In the comments of her blog, brownfemipower said this:
Right now, i think that many of us have no choice but to position ourselvs (that is PROTECT ourselves) in a way that is mean or offensive to white folks. when i know for a fact that most of the white parents in my neighborhood look at my little chicano/a kids and see *trouble maker* *Drop out* *teenage pregnancy* *poor* *uneducated*, I really don't feel much like working on trusting white folks much--cuz i'm not going to let my kids be fucked up by *their* shitty beliefs. i'm not going to work to dispell their beliefs about my kids, i'm going to talk to my kids and give them the power, education, self assurance and self love to realize that those folks are fucked up individuals. That way my kids deal with racists on *their* terms, not the other way around.
That reminded me of my dread of the white gaze, which of course is really hard not to internalize. I of course haven't internalized the "cute little boy is a horrible thug" or the "little girl growing into her first training bra is a baby factory waiting to happen and is slobbering all over some $400 a month" parts, but the "If you don't do stuff exactly perfectly right, you're a terrible person"(although it's ok if you're white) This of course torments me because I can never guess what ridiculous standard will be next- whether the work I stayed up for hours doing isn’t important and doesn’t count in the calculus of who is doing the most work, and who is the martyr.

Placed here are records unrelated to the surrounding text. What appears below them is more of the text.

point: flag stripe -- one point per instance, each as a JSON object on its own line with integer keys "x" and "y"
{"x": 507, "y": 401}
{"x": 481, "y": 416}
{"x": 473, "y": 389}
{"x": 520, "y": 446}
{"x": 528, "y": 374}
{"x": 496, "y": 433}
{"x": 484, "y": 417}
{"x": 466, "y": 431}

It’s very nervous making since I can’t anticipate the expectations which may be anything from whether I smile enough to whether I am making myself sick enough with overwork. And I’ve got the easy part. I’d hate to be poor and have a perfectly fine black working class neighborhood to be a ghetto, kids working hard in school to be totally uneducatable retards, and people doing the best they can under the circumstances to be a horrible underclass of criminals who will kill you soon as look as you.
And that’s why you weren’t greeted with flowers and candy in people of color space.